★★★★
(Sadler’s Wells, 19 July 2015)
When I went to see Matthew Bourne’s Sleeping Beauty two years ago, I wrote about the frustration that I often feel when trying to understand classical ballet, and my corresponding fondness for Bourne’s irreverently gutsy style of storytelling. My favourite production by him will always be Swan Lake (the Adam Cooper version), but my first encounter with him was via a TV broadcast of The Car Man when I was a teenager.
I think it was on at a stage when I was trying to be cultured, and so my mum and I settled down to watch this ballet set to the music from Carmen, which sounded suitably highbrow for my pretentious adolescent purposes. Needless to say it wasn’t quite what either of us were expecting, but it made a powerful and enduring impact. Now this seminal production is back in London for a very short time and I was lucky enough to get to see it live at last.
Bourne famously doesn’t provide synopses in his programme, preferring the audience to interpret the story for themselves, but he has said that The Car Man is loosely based on the classic film noir The Postman Always Rings Twice. It’s the classic story: a tall, dark stranger walks into town bringing trouble in his wake. In this case that stranger is Luca (Chris Trenfield), who turns up looking for work in the little town of Harmony, with a strong Italian-American community.

Luca (Chris Trenfield)
Dino (Alan Vincent – who danced the role of Luca in the original production) is looking for another mechanic for his motor-repair shop, but his ‘man wanted’ sign takes on an ironic quality when his wife Lana (Zizi Strallen) sets eyes on Luca. Desire simmers under the surface, driven on by the summer heat and the dalliances of the young mechanics and their girlfriends, and it is only a matter of time before the sexually-charged situation explodes into danger. While Lana plays with fire in seducing her husband’s newest employee, her sister Rita (Kate Lyons) pines after sweet and sensitive Angelo (Dominic North). This bookish lad has been ruthlessly tormented by his fellow mechanics but Luca soon takes him under his wing and teaches him to stand up for himself… and a few other things, behind Lana’s back. And all the while Dino lurks in the background, cumbersome and slow, but perhaps just beginning to understand what is happening in his domain. Lust and jealousy collide in a potent cocktail that, all too soon, leads to murder and revenge.
I should clarify that, unlike Swan Lake, the Nutcracker and Sleeping Beauty (the other Bourne shows I’ve seen), The Car Man doesn’t stick to Bizet’s own arrangement of the Carmen music.
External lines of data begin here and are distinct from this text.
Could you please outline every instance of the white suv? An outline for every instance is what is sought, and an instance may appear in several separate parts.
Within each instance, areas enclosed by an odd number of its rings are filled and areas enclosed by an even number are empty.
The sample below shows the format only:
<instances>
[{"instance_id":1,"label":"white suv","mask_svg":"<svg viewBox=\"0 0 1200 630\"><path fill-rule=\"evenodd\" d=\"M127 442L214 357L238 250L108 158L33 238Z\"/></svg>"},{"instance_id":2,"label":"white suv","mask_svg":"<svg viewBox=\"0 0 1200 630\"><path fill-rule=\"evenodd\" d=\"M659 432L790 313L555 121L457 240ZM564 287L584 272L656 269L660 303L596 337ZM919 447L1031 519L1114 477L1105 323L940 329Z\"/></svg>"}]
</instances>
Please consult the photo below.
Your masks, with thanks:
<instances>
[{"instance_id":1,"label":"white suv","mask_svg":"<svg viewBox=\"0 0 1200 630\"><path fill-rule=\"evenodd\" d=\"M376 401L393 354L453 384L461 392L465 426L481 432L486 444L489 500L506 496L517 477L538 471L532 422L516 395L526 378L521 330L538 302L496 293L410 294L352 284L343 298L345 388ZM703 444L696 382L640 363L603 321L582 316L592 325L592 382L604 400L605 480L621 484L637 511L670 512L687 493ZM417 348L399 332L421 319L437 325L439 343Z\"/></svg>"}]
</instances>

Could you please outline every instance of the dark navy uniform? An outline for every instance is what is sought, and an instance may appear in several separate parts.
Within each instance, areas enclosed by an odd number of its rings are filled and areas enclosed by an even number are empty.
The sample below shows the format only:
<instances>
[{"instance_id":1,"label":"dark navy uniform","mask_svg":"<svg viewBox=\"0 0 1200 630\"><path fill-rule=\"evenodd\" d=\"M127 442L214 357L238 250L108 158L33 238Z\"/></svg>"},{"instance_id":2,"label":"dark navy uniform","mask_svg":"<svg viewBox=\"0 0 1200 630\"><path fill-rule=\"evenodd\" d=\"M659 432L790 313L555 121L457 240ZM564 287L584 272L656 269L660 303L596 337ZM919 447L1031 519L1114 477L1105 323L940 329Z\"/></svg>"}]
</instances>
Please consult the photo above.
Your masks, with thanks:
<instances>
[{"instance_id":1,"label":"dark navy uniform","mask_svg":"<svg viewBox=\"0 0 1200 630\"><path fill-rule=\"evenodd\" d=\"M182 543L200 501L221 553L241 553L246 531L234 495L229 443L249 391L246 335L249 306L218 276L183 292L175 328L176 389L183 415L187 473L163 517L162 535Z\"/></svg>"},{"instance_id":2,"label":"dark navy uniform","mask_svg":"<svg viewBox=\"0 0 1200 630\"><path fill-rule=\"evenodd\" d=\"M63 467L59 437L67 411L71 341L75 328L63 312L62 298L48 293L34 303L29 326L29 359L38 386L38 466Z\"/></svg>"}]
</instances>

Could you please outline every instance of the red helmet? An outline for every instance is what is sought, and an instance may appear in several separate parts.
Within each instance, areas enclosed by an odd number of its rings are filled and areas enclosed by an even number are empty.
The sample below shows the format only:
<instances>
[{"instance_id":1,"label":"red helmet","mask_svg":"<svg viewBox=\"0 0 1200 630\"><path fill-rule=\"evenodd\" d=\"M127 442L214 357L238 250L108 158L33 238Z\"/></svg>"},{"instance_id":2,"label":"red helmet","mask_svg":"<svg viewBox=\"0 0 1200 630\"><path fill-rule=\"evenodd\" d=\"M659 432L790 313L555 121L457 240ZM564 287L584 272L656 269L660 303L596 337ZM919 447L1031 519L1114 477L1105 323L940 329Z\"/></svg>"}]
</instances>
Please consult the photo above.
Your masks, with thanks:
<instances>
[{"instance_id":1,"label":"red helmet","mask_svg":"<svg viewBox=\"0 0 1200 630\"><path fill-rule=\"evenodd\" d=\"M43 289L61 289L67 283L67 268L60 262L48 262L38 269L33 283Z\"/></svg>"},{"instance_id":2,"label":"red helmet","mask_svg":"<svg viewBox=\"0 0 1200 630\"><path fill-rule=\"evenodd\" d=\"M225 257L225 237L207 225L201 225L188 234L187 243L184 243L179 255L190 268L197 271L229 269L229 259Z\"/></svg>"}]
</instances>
Bourne took his point of departure from the Carmen Suite, a reinvention of Bizet’s music in 1967 by the Russian composer Rhodion Shchedrin; but, as that is only forty minutes long, he asked the composer Terry Davies to work his magic on the rest of Bizet’s score. The result might be rather discombobulating if you know Carmen well, but it works perfectly for the sleek and sexy setting of Bourne’s ballet. It’s quite a modern sound, by turns gleefully exuberant and creepingly eerie, and there were several moments where I was reminded not so much of Bizet’s toreadors as West Side Story.

The set
Bourne translates the showy swaggering of his characters into a gloriously earthy, muscular style of choreography. Much of his work inverts the usual emphasis of ballets by focusing attention squarely on the beauty of the male body, and that’s very much the case here. This is dancing with grit under its fingernails: raw, sensual and audacious. Bourne has perfect comic timing: he manages to make the piece humorous without ever undermining the sense of danger and predatory sexuality. And he’s able to offer sudden contrasts: for example, the sweetness of Angelo and Rita’s pas de deux against the erotically frank, occasionally crude dancing of their companions. His style may not have the formal, lyrical lines of classical ballets, with their elegant gestures and the graceful obfuscation of strong emotions, but that doesn’t mean it’s any less demanding.
His dancers have incredible skill. Luca’s first solo, in which he asserts his place in the local pecking order – flirting with the women and idly squaring off to the men – is a masterpiece of physical control. After the frenzied dancing of the mechanics and their girls in the opening scenes, Luca’s arrival raises the bar not by adding in flashier moves but by echoing their style of dancing and making it slower, more powerful and perfectly executed. I was amused to see hints of the Swan in his dancing: there were gestures and movements that looked very familiar, and I wonder whether Bourne has a kind of choreographic shorthand to indicate domineering maleness. Similarly he is very good at suggesting the awkwardness of those who don’t have physical confidence. Much of Angelo’s choreography suggests the crippling shyness of someone who is uncomfortable in his own body – much like the Prince at the beginning of Swan Lake – and North beautifully expressed the character’s emotional torment in a physical way, twisting his body in a peculiar mixture of gaucherie and gracefulness.

Luca (Chris Trenfield) and Lana (Zizi Strallen) are discovered by Dino (Alan Vincent)
It’s interesting that I should have seen this the day after watching Alcina. Both are shows driven by erotic power, but they couldn’t have been more different: Alcina was awkwardly, uncomfortably deviant for both cast and audience; but The Car Man pulsed with a simple, primitive, almost savage physicality. Matthew Bourne could teach the choreographers at Aix a thing or two.
Ultimately Bourne is a storyteller: he strips a plot back to its bare essentials to tell a narrative which is urgent and raw, and his dancing has the same quality. There is no throwaway prettiness here, just magnificently blunt, expressive and gripping choreography performed by an immensely talented cast. As Bourne says with wry humour in the programme, it’s never going to be suitable for the Sadler’s Wells family Christmas slot, but it’s the kind of dance that goes straight to the solar plexus. On the night I went, as the lights blacked out at the end, there was an almost immediate roar of acclamation and the entire audience was on its feet, applauding, even before the dancers had got themselves in gear for a curtain call. It was a thrilling reaction.
For me, I must confess, nothing will ever be able to match Swan Lake, but The Car Man is highly recommendable nevertheless. And, even if you can’t make it to Sadler’s Wells before the run closes on 9 August, the original production is available on DVD. (And the excellent Sleeping Beauty will be back for another run at Christmas.)